The American winner-take-all congressional district system empowers
politicians to engineer electoral outcomes by manipulating district
boundaries. To date, computational solutions mostly focus on drawing
unbiased maps by ignoring political and demographic
input, and instead simply optimize for compactness and other related
metrics. However, we maintain that this is a flawed approach because
compactness and fairness are orthogonal qualities; to achieve a
meaningful notion of fairness, one needs model political
and demographic considerations, using historical data to do this.
We
will
discuss two recent papers
that explore and develop this perspective. In the first (joint with
David Shmoys), we present a scalable approach to explicitly optimize for
arbitrary piecewise-linear definitions of fairness; this employs a
hierarchical stochastic decomposition approach to
produce an exponential number of distinct district plans that can be
optimized via a standard set partitioning integer programming
formulation. This enables the largest-ever ensemble study of
congressional districts, providing insights into the range of possible
expected outcomes and the implications of this range on potential
definitions of fairness. In the second paper (joint with Nikhil Garg,
David Rothschild, and David Shmoys), we use the above decomposition
technique to study the design of multi-member districts
(MMDs) in which each district elects multiple representatives,
potentially through a non-winner-takes-all voting rule (as currently
proposed in H.R. 4000). We carry out large-scale analyses for the U.S.

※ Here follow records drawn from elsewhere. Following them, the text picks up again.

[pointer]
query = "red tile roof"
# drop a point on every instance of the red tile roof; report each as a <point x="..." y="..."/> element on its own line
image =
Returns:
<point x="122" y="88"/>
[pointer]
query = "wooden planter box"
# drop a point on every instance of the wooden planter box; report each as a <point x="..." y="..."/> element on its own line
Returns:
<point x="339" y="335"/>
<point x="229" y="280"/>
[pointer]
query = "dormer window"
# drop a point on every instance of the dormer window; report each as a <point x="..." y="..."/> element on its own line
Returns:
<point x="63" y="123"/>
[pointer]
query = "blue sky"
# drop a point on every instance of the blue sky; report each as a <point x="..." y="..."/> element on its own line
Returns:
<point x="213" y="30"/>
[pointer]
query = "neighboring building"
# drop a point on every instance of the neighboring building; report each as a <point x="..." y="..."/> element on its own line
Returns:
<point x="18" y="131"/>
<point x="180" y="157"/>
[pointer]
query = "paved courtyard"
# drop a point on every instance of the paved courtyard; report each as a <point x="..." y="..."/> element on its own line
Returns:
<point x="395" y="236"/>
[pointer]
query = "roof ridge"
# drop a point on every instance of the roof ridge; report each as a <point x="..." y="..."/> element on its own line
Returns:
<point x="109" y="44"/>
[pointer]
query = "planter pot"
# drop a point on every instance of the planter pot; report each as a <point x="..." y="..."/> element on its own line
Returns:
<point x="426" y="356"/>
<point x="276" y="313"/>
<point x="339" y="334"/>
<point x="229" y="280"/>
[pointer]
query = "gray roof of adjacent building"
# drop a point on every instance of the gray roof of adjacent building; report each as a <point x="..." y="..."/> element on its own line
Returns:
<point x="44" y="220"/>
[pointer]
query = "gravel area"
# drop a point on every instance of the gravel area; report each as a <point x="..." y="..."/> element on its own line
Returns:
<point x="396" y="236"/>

House of Representatives under MMDs with different social
choice functions, under algorithmically generated maps optimized for
either partisan benefit or proportionality. We find that with
three-member districts using Single Transferable Vote, fairness-minded
independent commissions can achieve proportional outcomes
in every state up to rounding, and this would significantly curtail the
power of advantage-seeking partisans to gerrymander. We believe that
this work opens up a rich research agenda at the intersection of social
choice and computational redistricting.
Bio:
Wes Gurnee
is a Ph.D. student
in the Operations Research Center at the Massachusetts Institute of
Technology advised by Dimitris Bertsimas. He is broadly interested in
the use of mathematical modeling and optimization to improve
sociotechnical systems, with an emphasis on fairness and
sustainability. Before MIT, he was a software engineer at Google and
graduated with a degree in computer science from Cornell University.